The exporter sorts items before blitting using the following keys, in order:

  1. stage ascending. stage = 1 when typeWord === 4 or laneWord & 0x0400 is set; those overlays draw last.
  2. Authored-layer priority: constructors (0) before roots (1). Static geometry draws first so interactive props in the same room do not get hidden behind the floor or wall pieces that occupy the same cell.
  3. Isometric depth ascending: back-to-front by world X + Y (isometric ground-depth axis).

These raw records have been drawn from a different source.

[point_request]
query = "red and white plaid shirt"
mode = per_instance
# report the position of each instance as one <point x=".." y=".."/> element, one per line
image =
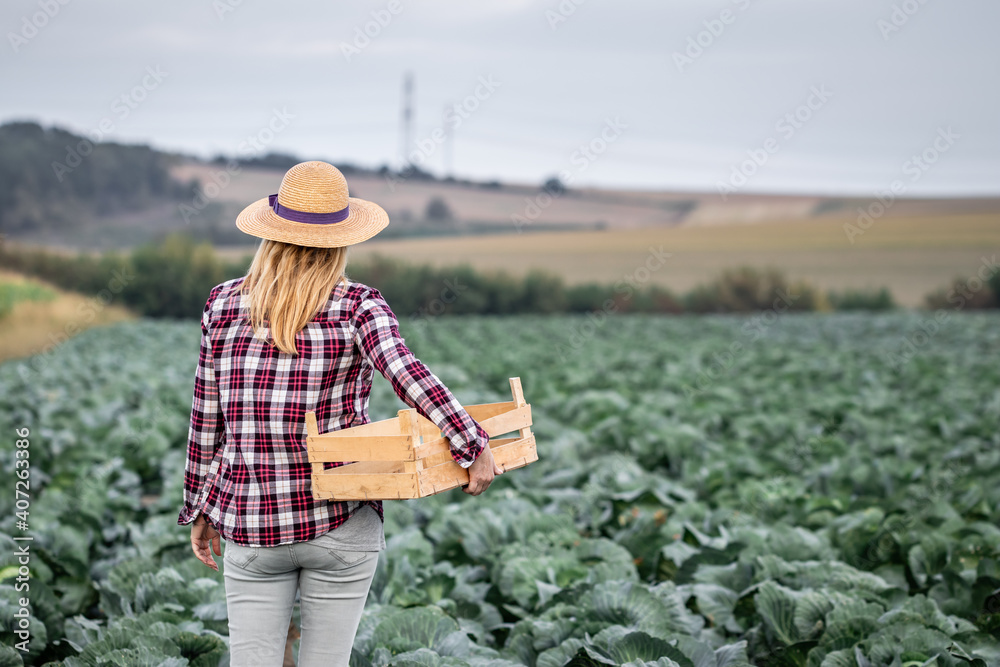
<point x="247" y="468"/>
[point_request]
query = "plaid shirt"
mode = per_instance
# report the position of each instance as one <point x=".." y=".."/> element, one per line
<point x="247" y="468"/>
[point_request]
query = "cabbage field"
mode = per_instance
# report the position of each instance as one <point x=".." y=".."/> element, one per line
<point x="805" y="490"/>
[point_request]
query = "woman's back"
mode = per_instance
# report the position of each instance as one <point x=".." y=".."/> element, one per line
<point x="247" y="452"/>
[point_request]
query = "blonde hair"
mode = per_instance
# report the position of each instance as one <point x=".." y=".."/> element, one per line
<point x="288" y="284"/>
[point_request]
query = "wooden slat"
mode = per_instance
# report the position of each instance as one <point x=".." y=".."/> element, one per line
<point x="409" y="426"/>
<point x="381" y="427"/>
<point x="518" y="394"/>
<point x="312" y="430"/>
<point x="482" y="411"/>
<point x="517" y="454"/>
<point x="338" y="446"/>
<point x="366" y="468"/>
<point x="443" y="455"/>
<point x="518" y="419"/>
<point x="513" y="453"/>
<point x="514" y="420"/>
<point x="379" y="486"/>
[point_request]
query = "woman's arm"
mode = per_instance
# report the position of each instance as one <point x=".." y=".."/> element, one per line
<point x="377" y="336"/>
<point x="207" y="430"/>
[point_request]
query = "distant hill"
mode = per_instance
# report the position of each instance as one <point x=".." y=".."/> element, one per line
<point x="52" y="180"/>
<point x="117" y="195"/>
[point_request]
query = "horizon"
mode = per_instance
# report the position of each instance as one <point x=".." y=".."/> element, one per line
<point x="833" y="101"/>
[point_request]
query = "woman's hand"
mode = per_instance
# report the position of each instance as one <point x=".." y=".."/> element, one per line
<point x="481" y="472"/>
<point x="203" y="535"/>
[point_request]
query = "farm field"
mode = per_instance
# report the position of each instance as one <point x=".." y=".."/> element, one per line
<point x="34" y="317"/>
<point x="911" y="257"/>
<point x="812" y="497"/>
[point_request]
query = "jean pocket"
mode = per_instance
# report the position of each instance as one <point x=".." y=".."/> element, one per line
<point x="238" y="554"/>
<point x="348" y="558"/>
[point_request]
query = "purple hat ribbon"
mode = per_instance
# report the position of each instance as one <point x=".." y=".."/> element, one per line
<point x="305" y="216"/>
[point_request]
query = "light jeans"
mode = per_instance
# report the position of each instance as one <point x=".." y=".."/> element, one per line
<point x="261" y="583"/>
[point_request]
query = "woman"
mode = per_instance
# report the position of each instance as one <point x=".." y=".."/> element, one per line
<point x="294" y="335"/>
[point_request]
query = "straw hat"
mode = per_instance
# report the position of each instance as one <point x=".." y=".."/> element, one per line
<point x="312" y="209"/>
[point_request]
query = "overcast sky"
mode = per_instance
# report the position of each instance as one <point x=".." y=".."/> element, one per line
<point x="882" y="87"/>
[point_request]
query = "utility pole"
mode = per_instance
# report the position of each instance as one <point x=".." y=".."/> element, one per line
<point x="407" y="125"/>
<point x="446" y="154"/>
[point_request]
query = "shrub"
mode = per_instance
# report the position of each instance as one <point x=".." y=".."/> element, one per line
<point x="855" y="299"/>
<point x="748" y="289"/>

Falls back to projected screenY when world coordinates are unavailable.
  4. World Z ascending within the same ground cell so lower elevations draw before taller objects sharing the same footprint.
  5. screenX ascending as a stable tie-breaker.

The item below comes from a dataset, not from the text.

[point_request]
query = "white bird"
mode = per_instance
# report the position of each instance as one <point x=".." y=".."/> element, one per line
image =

This is still an approximation of the engine's stage-1 graph order but is closer to what an isometric painter's algorithm would produce than the earlier screenY-only sort.

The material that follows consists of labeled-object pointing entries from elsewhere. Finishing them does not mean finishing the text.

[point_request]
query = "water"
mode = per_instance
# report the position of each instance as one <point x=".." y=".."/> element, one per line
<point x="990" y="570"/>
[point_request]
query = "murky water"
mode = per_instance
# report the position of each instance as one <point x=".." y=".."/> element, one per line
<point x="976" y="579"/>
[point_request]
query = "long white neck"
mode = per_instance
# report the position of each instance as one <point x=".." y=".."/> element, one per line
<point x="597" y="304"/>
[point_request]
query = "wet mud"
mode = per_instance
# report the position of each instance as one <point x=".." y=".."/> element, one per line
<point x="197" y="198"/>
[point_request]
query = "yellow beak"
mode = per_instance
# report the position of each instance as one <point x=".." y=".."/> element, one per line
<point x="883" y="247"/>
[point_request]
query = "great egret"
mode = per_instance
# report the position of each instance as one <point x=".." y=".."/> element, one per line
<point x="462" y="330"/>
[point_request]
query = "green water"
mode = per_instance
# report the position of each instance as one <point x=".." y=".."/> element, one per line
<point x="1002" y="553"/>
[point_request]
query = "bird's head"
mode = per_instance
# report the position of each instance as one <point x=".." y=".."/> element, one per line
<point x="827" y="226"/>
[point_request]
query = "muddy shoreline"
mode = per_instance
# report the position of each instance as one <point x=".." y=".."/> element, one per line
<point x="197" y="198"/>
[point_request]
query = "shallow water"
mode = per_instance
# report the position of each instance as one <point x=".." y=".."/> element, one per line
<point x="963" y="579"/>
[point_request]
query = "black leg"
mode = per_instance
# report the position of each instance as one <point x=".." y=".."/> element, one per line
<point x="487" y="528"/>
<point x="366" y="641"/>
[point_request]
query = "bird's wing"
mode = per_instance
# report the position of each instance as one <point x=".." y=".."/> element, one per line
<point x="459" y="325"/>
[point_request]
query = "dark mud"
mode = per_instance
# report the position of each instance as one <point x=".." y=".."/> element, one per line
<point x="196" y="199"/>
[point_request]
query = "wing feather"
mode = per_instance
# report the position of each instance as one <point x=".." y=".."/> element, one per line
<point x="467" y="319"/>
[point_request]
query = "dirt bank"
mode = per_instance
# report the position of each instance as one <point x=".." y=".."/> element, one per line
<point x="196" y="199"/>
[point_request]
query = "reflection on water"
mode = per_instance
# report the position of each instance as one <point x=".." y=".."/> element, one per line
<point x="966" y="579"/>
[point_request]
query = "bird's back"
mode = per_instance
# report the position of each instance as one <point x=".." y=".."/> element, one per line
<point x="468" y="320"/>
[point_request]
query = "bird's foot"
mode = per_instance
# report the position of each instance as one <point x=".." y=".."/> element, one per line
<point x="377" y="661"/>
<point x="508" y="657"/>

The rendered PNG uses a neutral opaque background by default so probe silhouettes are legible without relying on transparency.

Color Rule

The exporter resolves palettes entirely from the WDL contents. It does not require any RAM or VRAM dump; those paths are now optional research overrides.

The map-local palette blob lives at headerWords[2] .. headerWords[2] + 0x1000 (4096 bytes = 2048 colors = 128 × 16-entry CLUTs). The blob is what the engine uploads to VRAM rows 0xf0 .. 0xf7 on map load; each VRAM row is 16 CLUTs wide so the 128 CLUTs tile exactly 8 rows of 16 CLUTs.

Resolution rules by bundle mode:

  • Mode 2 (4bpp): the bundle header's paletteIndex at +0x14 is the 16-entry CLUT index into the WDL palettes16 bank. When that index points at a sparse/empty CLUT the exporter falls back to a per-bundle palette sweep that picks a CLUT covering the pixel-index set used by the bundle frames.
  • Mode 1 (8bpp): the 256-color CLUT is the concatenation of 16 consecutive 16-entry CLUTs from the WDL bank. The bundle's paletteIndex is treated as the starting CLUT index. For the current L0 dataset every mode-1 bundle stores paletteIndex = 0, which is the top-left 256-color bank. Mode-1 color fidelity is therefore approximate until the level-specific 256-CLUT source (suspected to live in the stateBank block) is decoded — tracked as a follow-up.

Transparent pixel index 0 stays transparent during blit regardless of the color value stored at CLUT index 0.

CLI

Primary command:

node src/cli.js --source LSET1/L0.WDL

Supported options:

  • --source <relative-path>
  • --wdl <absolute-or-relative-file>
  • --disc-root <path>
  • --binding-mode <raw|runtime-map0-masked-proxy>
  • --map-source <auto|combined|layered|constructors|roots|region01|region00>
  • --out-name <stem>

Success Criteria

v0 is successful if it can:

  • parse a raw LSET*.WDL
  • recover the loader-sized section view alongside the region carve
  • scan bundles directly from post_audio_region_04
  • decode at least one frame from raw data
  • extract a stable constructor-placement record set from post_audio_section_00
  • write extracted sprite PNGs into .cache
  • write a readable diagnostic probe PNG into .output

Planned Follow-Ups

  • decode the stateBank and stateBank2 blocks to recover the level-specific 256-color CLUT used by mode-1 sprites. Current mode-1 palettes default to CLUT-bank start 0, which produces plausible colors for some sprites but renders many indoor floor tiles as solid green plates.
  • extend sceneInterpretation so it reflects the landed loader-faithful binding instead of the older repeated-wrong-art warning.
  • recover the engine's stage-1 graph ordering instead of approximating with isometric (X + Y, Z, screenX) sort keys.
  • compare the probe scene against fixed live samples such as map 104 without reintroducing viewer-side donor assumptions.